INTERVIEW: 'She Thought She Was The Prodigal Daughter' - Jeffrey Archer Remembers Margaret Thatcher

'She Thought She Was The Prodigal Daughter' - Jeffrey Archer Remembers Margaret Thatcher

An athlete, an MP, a jailbird for perjury and a best-selling author, published in 97 countries, in more than 37 languages, with international sales passing 250 million copies - Jeffrey Archer's CV reads like a fantastical character from one of his novels.

HuffPost UK caught up with the author at the opening of the London Book Fair, where Archer announced the semi-finalists of the Jeffrey Archer Short Story Challenge, sponsored by e-reading service Kobo.

Whilst talking on self-publishing, writing and literary agents, Archer also shared his memories of the late Margaret Thatcher - her climb to leadership and immortalisation in his upcoming novel.

As Archer arrived for interview, he was keen to see a copy of the Telegraph, featuring a photo of his wife, Mary Archer, with Margaret Thatcher, who was guest of honour at the Archers’ silver wedding celebrations in 1991.

Jeffrey Archer and his wife will be attending Thatcher's funeral this Wednesday.

Read our interview with Jeffrey Archer:

Tell us a memory about Margaret Thatcher.

I was in Japan with Margaret once and we were speaking at the University of Tokyo.

I said to her: "We have a problem here Prime Minister. The rule in Japan is that all the men ask the questions first [in a debate] and then the women are allowed to ask questions. You must say - man, woman, man, woman, man, woman, otherwise you'll never get a woman's question."

Margaret then took questions for an hour, going: woman, man, woman, man. The girls were so pleased, because the Japanese rule wouldn't normally allow that.

A female undergraduate at the university said to Margaret "I want to be Prime Minister of this country," Margaret replied "don't tell anyone."

I remember when Margaret become Leader of the Opposition, she never thought she'd become Leader, she wanted to be Shadow Chancellor.

I was a child, I was the baby of the team to make her Leader. I don't think she really believed it was going to happen.

When do you think we'll see another female Prime Minister?

Not in my lifetime, and not in yours. Ironically, I think the American family have woken up [to women in politics], they're a pretty slow lot.

They'll get Hilary Clinton and realise how good she is and then they'll wake up. She'll make a very good President.

You're attending Thatcher's funeral this Wednesday with your wife. It's reported that T.S. Eliot and Wordsworth poems will be printed on the Order of Service. Did Thatcher's love of literature include reading your novels?

T.S. Eliot and Wordsworth were her favourite poets. Margaret read all my books. She thought she was the Prodigal Daughter [Archer's novel published in 1982 about an ambitious young woman seeking to become the US President]. "It's me, isn't it Jeffrey," she said.

Margaret Thatcher has never featured in my books, just mentioned.

Will Thatcher feature in any of your upcoming novels?
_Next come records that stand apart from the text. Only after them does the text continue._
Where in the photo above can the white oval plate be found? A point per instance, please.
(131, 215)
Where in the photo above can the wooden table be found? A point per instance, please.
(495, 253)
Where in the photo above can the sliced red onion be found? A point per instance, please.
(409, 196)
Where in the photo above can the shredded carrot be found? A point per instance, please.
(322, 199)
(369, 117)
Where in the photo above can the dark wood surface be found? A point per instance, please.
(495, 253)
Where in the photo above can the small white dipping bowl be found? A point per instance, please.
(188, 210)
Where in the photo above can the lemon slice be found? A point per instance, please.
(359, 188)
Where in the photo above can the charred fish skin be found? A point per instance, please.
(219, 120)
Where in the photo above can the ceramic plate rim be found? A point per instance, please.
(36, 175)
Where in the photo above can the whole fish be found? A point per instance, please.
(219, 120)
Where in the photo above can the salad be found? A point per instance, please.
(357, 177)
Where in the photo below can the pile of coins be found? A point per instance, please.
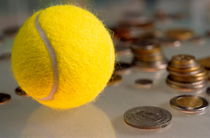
(186, 74)
(148, 56)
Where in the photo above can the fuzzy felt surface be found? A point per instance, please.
(84, 53)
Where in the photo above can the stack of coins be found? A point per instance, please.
(148, 55)
(186, 74)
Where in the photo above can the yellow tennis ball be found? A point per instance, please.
(63, 56)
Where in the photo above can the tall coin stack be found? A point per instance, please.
(186, 74)
(148, 56)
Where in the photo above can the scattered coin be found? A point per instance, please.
(5, 56)
(197, 39)
(189, 103)
(144, 83)
(122, 68)
(169, 42)
(20, 92)
(147, 117)
(180, 34)
(4, 98)
(115, 79)
(10, 31)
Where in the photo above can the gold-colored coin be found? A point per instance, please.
(180, 34)
(144, 83)
(205, 62)
(189, 103)
(186, 86)
(115, 79)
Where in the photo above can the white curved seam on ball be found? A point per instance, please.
(52, 55)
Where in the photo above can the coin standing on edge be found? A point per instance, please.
(144, 83)
(189, 103)
(147, 117)
(4, 98)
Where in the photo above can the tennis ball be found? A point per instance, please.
(63, 56)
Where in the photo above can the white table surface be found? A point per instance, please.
(23, 117)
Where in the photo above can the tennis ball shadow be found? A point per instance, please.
(84, 122)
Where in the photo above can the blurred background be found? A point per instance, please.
(14, 12)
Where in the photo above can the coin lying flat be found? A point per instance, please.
(189, 103)
(4, 98)
(20, 92)
(147, 117)
(115, 79)
(144, 83)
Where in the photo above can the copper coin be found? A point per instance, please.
(189, 103)
(115, 79)
(147, 117)
(205, 62)
(180, 34)
(197, 40)
(122, 68)
(20, 92)
(5, 56)
(144, 83)
(4, 98)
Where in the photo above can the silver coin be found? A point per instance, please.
(189, 103)
(147, 117)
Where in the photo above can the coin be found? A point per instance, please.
(179, 33)
(122, 68)
(189, 103)
(5, 56)
(197, 39)
(168, 42)
(20, 92)
(186, 86)
(115, 79)
(147, 117)
(205, 62)
(4, 98)
(144, 83)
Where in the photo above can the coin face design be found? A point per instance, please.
(144, 82)
(189, 103)
(147, 117)
(4, 98)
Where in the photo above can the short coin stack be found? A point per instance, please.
(186, 74)
(148, 55)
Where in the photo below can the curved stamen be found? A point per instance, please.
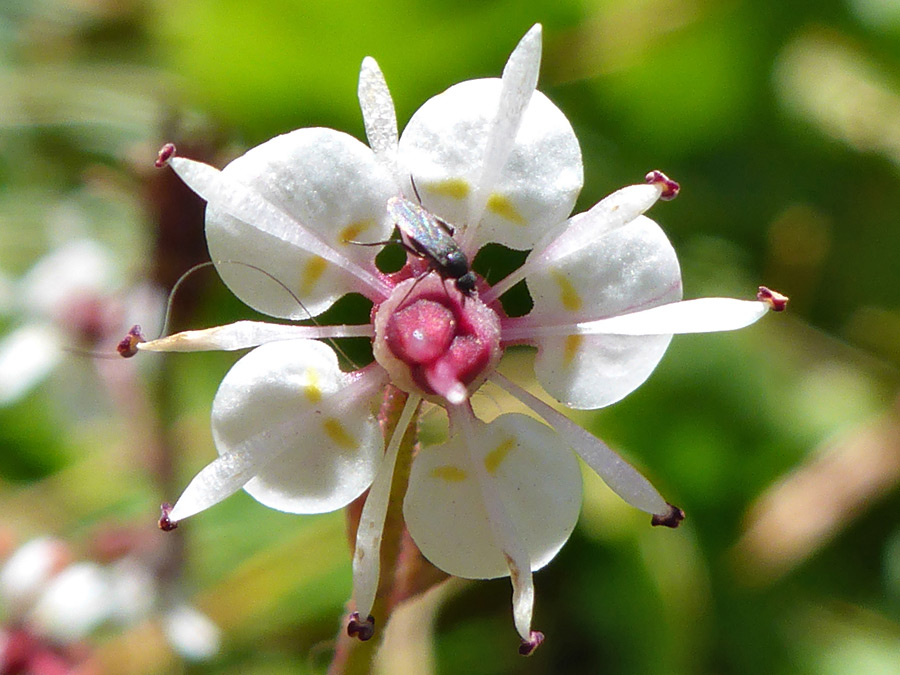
(246, 334)
(618, 474)
(503, 529)
(367, 555)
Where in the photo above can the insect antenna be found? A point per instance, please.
(296, 299)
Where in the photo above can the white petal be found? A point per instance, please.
(291, 401)
(291, 429)
(444, 145)
(582, 230)
(703, 315)
(283, 215)
(27, 355)
(538, 482)
(619, 475)
(632, 267)
(378, 112)
(76, 268)
(518, 83)
(191, 633)
(76, 601)
(246, 334)
(367, 553)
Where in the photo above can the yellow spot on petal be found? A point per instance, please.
(496, 456)
(312, 389)
(573, 344)
(449, 473)
(353, 230)
(312, 272)
(338, 433)
(568, 295)
(501, 205)
(457, 188)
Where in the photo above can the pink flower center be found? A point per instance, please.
(435, 341)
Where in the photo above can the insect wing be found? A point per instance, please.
(426, 233)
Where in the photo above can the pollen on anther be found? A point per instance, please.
(128, 346)
(670, 188)
(166, 153)
(166, 524)
(776, 301)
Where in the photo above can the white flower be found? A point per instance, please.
(499, 161)
(67, 300)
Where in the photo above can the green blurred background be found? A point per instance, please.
(781, 120)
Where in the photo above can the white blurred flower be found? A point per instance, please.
(60, 602)
(499, 161)
(191, 633)
(28, 570)
(69, 300)
(74, 603)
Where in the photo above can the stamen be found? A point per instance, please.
(671, 519)
(362, 630)
(166, 153)
(533, 642)
(127, 347)
(367, 555)
(166, 524)
(775, 300)
(670, 188)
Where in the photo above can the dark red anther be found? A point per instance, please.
(166, 524)
(669, 186)
(127, 347)
(533, 642)
(671, 519)
(166, 153)
(775, 300)
(361, 630)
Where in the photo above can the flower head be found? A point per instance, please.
(490, 160)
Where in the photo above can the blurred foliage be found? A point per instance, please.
(782, 123)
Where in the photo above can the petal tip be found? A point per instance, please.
(166, 153)
(672, 518)
(166, 522)
(775, 300)
(669, 187)
(534, 641)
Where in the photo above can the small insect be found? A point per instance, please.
(431, 238)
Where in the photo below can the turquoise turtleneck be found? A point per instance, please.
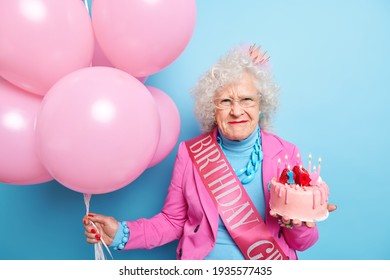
(238, 153)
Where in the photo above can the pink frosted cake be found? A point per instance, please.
(299, 195)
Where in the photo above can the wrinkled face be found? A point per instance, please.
(237, 108)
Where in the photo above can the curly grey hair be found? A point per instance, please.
(228, 69)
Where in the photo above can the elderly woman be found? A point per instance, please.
(217, 201)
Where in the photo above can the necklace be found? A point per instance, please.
(247, 173)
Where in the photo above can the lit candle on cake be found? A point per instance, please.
(319, 167)
(290, 175)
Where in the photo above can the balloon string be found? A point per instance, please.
(99, 253)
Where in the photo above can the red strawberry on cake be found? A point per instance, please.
(303, 197)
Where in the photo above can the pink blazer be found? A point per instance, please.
(189, 214)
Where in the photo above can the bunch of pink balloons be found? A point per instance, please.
(73, 103)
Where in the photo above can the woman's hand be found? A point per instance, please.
(285, 221)
(98, 227)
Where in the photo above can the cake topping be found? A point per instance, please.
(299, 175)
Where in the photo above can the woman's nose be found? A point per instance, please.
(236, 109)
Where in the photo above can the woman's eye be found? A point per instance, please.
(226, 101)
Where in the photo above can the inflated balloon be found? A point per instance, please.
(142, 37)
(98, 129)
(170, 124)
(100, 59)
(19, 164)
(43, 40)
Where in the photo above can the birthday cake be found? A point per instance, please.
(299, 194)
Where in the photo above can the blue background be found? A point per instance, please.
(331, 59)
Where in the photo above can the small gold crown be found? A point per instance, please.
(258, 58)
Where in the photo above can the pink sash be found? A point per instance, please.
(234, 205)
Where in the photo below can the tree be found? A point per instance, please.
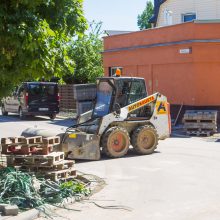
(34, 39)
(143, 19)
(86, 52)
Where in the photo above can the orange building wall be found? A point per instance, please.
(189, 79)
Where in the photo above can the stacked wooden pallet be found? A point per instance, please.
(67, 101)
(35, 154)
(201, 122)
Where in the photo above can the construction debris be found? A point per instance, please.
(202, 122)
(20, 188)
(35, 175)
(34, 154)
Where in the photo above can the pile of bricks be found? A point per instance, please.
(35, 154)
(201, 122)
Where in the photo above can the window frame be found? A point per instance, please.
(113, 69)
(188, 14)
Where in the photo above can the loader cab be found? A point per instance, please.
(117, 91)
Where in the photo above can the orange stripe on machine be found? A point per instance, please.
(140, 103)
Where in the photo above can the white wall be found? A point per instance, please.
(204, 9)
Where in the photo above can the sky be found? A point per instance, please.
(115, 14)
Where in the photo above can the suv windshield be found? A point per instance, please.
(103, 99)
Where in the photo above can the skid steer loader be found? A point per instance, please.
(123, 115)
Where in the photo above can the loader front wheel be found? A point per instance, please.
(144, 139)
(115, 142)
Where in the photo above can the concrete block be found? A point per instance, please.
(10, 210)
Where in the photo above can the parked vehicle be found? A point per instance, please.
(33, 98)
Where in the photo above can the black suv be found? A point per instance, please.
(33, 98)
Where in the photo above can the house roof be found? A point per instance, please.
(157, 4)
(115, 32)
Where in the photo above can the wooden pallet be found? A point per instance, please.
(51, 140)
(200, 122)
(60, 175)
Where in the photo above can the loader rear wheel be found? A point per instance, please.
(115, 142)
(144, 139)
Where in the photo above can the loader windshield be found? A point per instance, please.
(103, 99)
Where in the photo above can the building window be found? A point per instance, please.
(168, 17)
(112, 70)
(188, 17)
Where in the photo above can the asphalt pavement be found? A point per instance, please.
(180, 181)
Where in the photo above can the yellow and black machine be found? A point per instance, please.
(123, 116)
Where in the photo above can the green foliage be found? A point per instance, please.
(144, 17)
(86, 52)
(34, 39)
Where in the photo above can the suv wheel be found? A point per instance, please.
(52, 116)
(4, 112)
(21, 114)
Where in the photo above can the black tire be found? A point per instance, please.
(52, 116)
(4, 112)
(144, 140)
(21, 114)
(115, 142)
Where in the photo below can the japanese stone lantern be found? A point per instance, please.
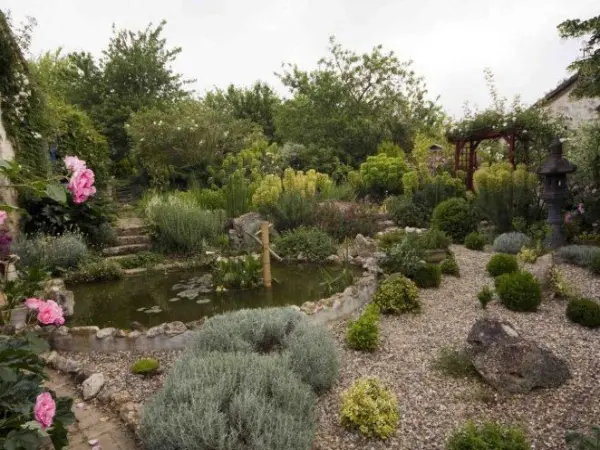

Yes, I'm writing a five-part series called the Clifton Chronicles [chronicling a period between 1920 and 2020], my latest novel Best Kept Secret is the third in the series.

In the series I've featured the Prime Ministers Harold Wilson, Harold Macmillan, Winston Churchill. I will get onto Thatcher's era in the fifth book.

In your Clifton Chronicles book series you discuss the quirks and rituals of Westminster, such as the tradition of knocking on the door of the Chamber of the House of Lords on the stroke of Big Ben's chime. From your experience as an MP, what's the funniest quirk you know of?

In the House of Commons there's a red line on the carpet in front of you when you're sitting down. You're not allowed to cross it. This is from tradition; as long as you stayed the behind the red line, swords weren't able to meet between the opposing parties. Those red lines are still there.

Politics and the Arts have overlapped this week, with the debate about whether the BBC should have played Ding Dong! The Witch Is Dead. How do you think the BBC should have handled the situation?

There should never be any form of censorship, there should be courtesy and good manners, which we don't see enough of, which we certainly don't see at the BBC.

I think the BBC are trying to please the Left more than the Right - they have a proven record of doing so over the years. If you went to the BBC and asked the top 100 people how they voted, my bet is that 80 would vote Labour.

If you had the opportunity to address the funeral congregation this Wednesday, how would you sum up your experiences of working with Margaret Thatcher?

Total dedication and love of her country.